I explored Rocinha, the biggest favela in South America, housing 80K people, according to official statistics (or 200K, unofficially!). It is located in the Zona Sul, the south of the city, interestingly, between the most gorgeous beach, Sao Conrado, and the most affluent neighbourhood, Gavea. These two districts represent highly disparate existences side-by-side.
They are usually built upward into the hills because of the unstable terrain for foundations, which is considered less valuable, and due to their distance from city’s infrastructure and the beaches. Then again, they have amazing vistas, but mostly of the rest of the slum.
More information here, and the visuals:
The view towards Sao Conrado
The back view, the sprawl upwards
It all grows ‘organically’ to the hills. With no more space the residents just keep building atop one another
Their foundations are other houses below
With no particular pattern or plan
Due to the fact that the constituencies have no pavements or sidewalks, vehicles relentlessly jostle for space with pedestrians. There is a complex and very confusing system of streets and paths, creating a labyrinth effect.
Someone’s roof is someone else’s patio, terrace or a passageway
The most dramatic feeling upon looking at these structures from the outside is that they may be on the verge of collapse at any moment.
So you always have a view inside or over your neighbour’s private life. Privacy is a vague concept..
I wandered onto somebody’s terrace….. oops. We just smiled and exchanged pleasantries
Most homes keep their doors open, resulting in the appearance of semi-public space where everything is open and shared.
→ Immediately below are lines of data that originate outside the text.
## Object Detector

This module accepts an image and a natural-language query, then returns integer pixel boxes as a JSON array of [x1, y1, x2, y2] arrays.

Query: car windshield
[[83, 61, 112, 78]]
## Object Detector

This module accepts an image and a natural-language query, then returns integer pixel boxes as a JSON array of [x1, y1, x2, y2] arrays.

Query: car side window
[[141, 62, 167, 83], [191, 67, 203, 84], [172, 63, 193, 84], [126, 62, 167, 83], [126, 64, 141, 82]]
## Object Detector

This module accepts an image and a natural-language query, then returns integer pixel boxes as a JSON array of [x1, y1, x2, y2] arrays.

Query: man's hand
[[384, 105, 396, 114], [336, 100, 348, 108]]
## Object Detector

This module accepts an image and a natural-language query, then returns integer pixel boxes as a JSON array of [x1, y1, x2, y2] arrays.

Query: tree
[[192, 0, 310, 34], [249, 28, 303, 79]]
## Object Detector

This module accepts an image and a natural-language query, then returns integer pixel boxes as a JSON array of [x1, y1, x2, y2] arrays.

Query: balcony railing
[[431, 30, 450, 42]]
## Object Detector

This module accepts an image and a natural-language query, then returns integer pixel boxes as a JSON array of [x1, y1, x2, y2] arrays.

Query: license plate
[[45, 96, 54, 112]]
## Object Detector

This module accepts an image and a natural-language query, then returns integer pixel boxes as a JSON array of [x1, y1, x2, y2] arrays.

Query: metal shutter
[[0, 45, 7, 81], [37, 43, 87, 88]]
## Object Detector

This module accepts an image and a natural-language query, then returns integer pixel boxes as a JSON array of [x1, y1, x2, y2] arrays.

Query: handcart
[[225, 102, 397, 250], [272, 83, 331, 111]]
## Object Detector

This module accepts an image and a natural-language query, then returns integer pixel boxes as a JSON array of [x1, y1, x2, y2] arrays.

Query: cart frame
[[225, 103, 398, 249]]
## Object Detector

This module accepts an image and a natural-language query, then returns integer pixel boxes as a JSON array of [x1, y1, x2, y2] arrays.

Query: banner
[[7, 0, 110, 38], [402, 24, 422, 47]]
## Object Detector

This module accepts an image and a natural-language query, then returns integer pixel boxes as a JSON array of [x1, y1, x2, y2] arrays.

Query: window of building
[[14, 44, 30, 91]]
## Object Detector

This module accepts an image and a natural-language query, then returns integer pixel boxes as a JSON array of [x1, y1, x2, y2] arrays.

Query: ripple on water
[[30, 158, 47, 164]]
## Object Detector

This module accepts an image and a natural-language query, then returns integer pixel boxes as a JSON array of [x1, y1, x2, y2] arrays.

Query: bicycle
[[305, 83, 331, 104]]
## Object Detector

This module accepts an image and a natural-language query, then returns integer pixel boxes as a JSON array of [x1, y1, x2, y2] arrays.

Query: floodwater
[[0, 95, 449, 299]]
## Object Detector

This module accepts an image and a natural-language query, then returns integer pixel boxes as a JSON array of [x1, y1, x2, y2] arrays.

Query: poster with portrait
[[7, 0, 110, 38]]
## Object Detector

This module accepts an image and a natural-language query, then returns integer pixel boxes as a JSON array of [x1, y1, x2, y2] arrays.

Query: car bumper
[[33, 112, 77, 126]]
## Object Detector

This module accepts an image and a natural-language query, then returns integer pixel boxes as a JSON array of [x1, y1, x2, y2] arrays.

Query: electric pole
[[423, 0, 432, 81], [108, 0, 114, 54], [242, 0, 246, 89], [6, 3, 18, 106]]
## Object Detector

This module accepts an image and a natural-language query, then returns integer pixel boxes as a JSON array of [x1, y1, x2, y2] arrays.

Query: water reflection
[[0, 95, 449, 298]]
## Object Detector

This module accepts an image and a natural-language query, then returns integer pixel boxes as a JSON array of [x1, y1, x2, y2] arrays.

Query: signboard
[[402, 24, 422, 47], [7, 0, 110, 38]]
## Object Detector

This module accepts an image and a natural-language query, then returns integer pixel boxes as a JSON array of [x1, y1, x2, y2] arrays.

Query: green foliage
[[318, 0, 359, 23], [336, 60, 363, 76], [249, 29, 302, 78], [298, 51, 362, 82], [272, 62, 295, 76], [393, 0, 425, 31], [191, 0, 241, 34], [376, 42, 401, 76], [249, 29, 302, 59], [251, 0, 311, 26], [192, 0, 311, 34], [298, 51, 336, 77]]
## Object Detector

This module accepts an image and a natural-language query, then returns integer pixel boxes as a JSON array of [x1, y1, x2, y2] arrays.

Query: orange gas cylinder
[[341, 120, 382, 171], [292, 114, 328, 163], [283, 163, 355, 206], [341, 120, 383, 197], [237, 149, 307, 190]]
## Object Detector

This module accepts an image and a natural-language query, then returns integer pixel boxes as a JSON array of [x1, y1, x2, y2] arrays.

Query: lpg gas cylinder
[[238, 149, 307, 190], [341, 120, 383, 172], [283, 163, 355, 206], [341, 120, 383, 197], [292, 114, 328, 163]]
The procession of people and traffic in the crowded neighbourhoods means that there is never a silent moment.
The narrowness of the streets and alleyways also intensifies the feeling of proximity to other people. The constriction of maze-like corridors, combined with the constant noise from the interaction of all the open spaces, however, lead to a feeling of uncertainty and anxiety, never knowing what may be coming just around the next corner.
..there’s even a playground
What it’s like inside – like a maze.
Dark and twisty, with sun only peaking in
Life, music and some vibrant wall paints make it feel more sunny
Good luck navigating..
It’s exciting: watch out for the open electric wires
Everyone’s busy, but pretty friendly
Great cheap acai smoothies and other sweets
Moto taxis can whisk you for R1-1.5 (=USD 0.60) to the top of those hills. Otherwise, great leg workout.
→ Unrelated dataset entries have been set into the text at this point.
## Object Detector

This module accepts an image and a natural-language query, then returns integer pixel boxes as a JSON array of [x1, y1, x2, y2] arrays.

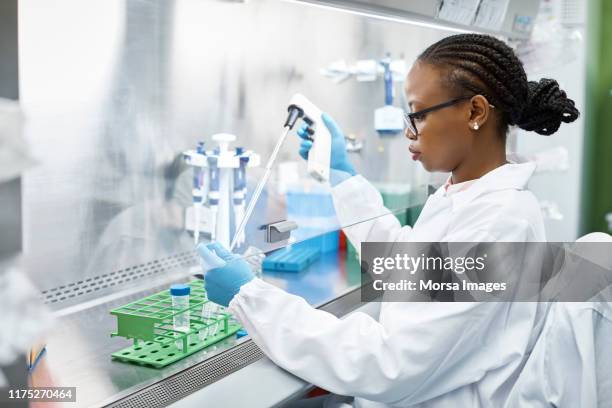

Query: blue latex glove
[[197, 242, 255, 307], [297, 113, 357, 180]]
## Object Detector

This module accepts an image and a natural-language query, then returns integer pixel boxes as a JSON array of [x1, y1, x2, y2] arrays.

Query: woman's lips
[[409, 146, 421, 161]]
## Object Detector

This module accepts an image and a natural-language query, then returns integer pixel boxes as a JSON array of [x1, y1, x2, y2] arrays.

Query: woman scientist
[[198, 34, 580, 407]]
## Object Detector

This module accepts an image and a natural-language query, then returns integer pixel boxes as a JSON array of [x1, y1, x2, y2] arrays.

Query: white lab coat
[[505, 233, 612, 408], [228, 161, 573, 407]]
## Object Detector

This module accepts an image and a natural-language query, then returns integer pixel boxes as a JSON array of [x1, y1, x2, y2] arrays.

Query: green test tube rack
[[110, 280, 241, 368]]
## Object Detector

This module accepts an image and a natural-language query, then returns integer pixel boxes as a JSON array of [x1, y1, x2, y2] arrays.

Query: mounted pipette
[[183, 134, 260, 249]]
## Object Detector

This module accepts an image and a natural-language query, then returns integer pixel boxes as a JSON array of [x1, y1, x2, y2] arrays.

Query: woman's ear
[[468, 95, 492, 131]]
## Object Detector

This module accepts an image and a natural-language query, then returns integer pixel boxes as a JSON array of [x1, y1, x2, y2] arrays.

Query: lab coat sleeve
[[229, 209, 538, 405], [331, 175, 408, 252], [228, 278, 535, 405]]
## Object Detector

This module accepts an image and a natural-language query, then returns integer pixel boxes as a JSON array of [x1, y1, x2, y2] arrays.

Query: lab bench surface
[[30, 249, 366, 408], [169, 301, 380, 408]]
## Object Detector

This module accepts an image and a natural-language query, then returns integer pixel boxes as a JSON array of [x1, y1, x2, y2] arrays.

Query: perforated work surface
[[42, 251, 198, 305], [106, 340, 264, 408]]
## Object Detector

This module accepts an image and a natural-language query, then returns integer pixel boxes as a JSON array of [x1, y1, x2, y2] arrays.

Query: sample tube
[[199, 300, 219, 341], [170, 284, 191, 350], [243, 246, 265, 279]]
Made famous by the internationally-acclaimed film ‘Cidade de Deus/ City of God’, about a Rio favela of the same name, the slums have now also, ironically, become a key site for ‘poverty tourism’ aimed at middle-class international tourists desperate to see the ‘realities’ of Brazilian urban life.
I am not one of them. Trust.
What can you expect? To see the worlds colliding with the mobilizing force of personal and collective imaginations of people attempting to make sense of their lives and rise above circumstances.
Everything is set up so it integrates the inhabitants of favelas, prompting them to take advantage of the notoriety of the slums for intimidation: the more dangerous their neighbourhood, the easier it is to commend respect.
But I found it to be really harmonic, in fact a great community fabric.